A LUT (or Look Up Table) is simply a manipulation of your image. An alteration of colour and contrast to provide you with a non-destructive* view of how your image can look once adjustment is applied. This is ideal on set when working in a log (flat) profile and you simply want an easier image to exposure and focus with, or want to provide your client with a view of how the image may roughly look when completed.
*Whilst the intention is usually non-destructive, (viewable, not recordable) it is possible to record an applied LUT should you prefer.
The beauty of LUTs is consistency throughout the entire workflow; you can apply the same LUT to your monitor on set to your NLE editing system in the grade. This is especially useful if there are multiple people working on a project and you want the desired look of your piece to be translated right the way through the production.

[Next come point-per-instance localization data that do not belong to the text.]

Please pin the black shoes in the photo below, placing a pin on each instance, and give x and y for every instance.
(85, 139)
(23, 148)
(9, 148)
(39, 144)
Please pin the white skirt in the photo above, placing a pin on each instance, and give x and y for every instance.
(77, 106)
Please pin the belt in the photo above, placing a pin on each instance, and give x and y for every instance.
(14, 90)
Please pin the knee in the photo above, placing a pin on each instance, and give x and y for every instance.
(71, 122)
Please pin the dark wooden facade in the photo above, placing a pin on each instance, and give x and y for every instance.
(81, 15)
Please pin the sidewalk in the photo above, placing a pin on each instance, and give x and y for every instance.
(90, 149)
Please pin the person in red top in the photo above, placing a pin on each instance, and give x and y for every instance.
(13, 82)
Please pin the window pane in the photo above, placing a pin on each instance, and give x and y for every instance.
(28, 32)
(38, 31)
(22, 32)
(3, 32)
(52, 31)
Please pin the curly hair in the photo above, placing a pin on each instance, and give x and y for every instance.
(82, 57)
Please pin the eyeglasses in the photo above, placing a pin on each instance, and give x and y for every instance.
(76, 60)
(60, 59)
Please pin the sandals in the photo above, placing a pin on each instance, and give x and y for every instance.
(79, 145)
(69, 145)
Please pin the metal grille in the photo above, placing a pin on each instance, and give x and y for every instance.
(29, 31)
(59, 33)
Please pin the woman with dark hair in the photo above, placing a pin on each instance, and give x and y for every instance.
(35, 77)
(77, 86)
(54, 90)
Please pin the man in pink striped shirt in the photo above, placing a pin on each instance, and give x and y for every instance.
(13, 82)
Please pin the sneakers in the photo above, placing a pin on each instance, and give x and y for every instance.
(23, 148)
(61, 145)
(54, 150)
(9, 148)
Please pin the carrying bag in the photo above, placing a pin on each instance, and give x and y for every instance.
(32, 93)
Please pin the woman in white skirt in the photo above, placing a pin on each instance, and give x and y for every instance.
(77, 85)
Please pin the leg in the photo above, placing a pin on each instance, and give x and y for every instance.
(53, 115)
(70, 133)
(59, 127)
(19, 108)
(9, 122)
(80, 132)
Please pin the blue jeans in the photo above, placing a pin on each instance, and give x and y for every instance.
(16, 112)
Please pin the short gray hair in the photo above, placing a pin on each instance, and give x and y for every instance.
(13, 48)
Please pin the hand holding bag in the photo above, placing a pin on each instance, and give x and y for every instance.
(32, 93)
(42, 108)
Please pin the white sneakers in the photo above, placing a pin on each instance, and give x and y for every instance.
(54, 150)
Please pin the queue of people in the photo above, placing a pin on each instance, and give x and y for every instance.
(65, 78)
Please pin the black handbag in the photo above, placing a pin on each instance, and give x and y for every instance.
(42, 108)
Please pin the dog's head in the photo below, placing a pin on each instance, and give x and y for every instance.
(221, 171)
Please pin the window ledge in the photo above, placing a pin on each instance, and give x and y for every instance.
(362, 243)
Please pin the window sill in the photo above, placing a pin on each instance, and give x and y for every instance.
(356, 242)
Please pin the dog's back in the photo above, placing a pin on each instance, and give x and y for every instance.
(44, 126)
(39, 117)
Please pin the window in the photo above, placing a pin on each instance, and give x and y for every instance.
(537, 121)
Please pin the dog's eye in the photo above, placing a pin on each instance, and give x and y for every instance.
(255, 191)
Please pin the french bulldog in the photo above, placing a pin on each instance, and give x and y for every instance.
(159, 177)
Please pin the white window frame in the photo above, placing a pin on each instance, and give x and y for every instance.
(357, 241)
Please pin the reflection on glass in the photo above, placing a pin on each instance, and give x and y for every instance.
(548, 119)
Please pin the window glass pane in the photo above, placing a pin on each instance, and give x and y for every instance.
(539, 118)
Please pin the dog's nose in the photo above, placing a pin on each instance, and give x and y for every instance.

As an operator, one thing I’ve struggled with in the past is a good collection of LUTs. I’ve often made quick contrast adjustments directly on the Atomos Shogun, just to please the eye whilst shooting with the knowledge that it will look better once I’ve added a grade later on. I simply don’t have the time or grading experience to devote to constructing my own LUTs for different jobs.
Filmmaker James Miller has just released a fantastic solution. Deluts is a package compromised of nearly 30 custom LUT profiles to use on set or in the edit/grade.
Available in both .3DL and .cube Deluts is compatible with most NLE systems and LUT compatible cameras and monitors.
I was out shooting yesterday, testing the new downscale function of the Atomos Shogun on the Sony a7S. I was testing whether or not the 1080 output of the 4K Shogun was any better than a direct 1080p feed from the a7S. Unfortunately it doesn’t, there’s no visible difference between the two, but I was left with some throw away footage to test out the Deluts package on.
Loading LUTs in Premiere Pro CC is easy, simply create a new adjustment layer and add this on a video track over your footage. Apply Lumetri (in-built effect) effect to your adjustment layer and navigate through your finder window to the Delut of your choice.
Filmmaker friend of mine Daniel Peters has put together a tutorial on adding LUTs in Premiere Pro CC and DaVinci Resolve:
Tweaking your look can be done so by altering the opacity of your adjustment layer, or adding adjustments to your video layer as your would normally.
Here are some examples of different Deluts looks I’ve put together quickly (as a Brit, I’m very much a fan of the England cities naming theme of the LUTs!). The footage is shot on the Sony a7S in 4K on the Atomos Shogun, scaled down to 1080 on the Premiere Pro CC timeline.
I’ve simply added different LUTs on separate adjustment layers, reducing the opacity on just a couple with a tad sharpening. No other correction applied.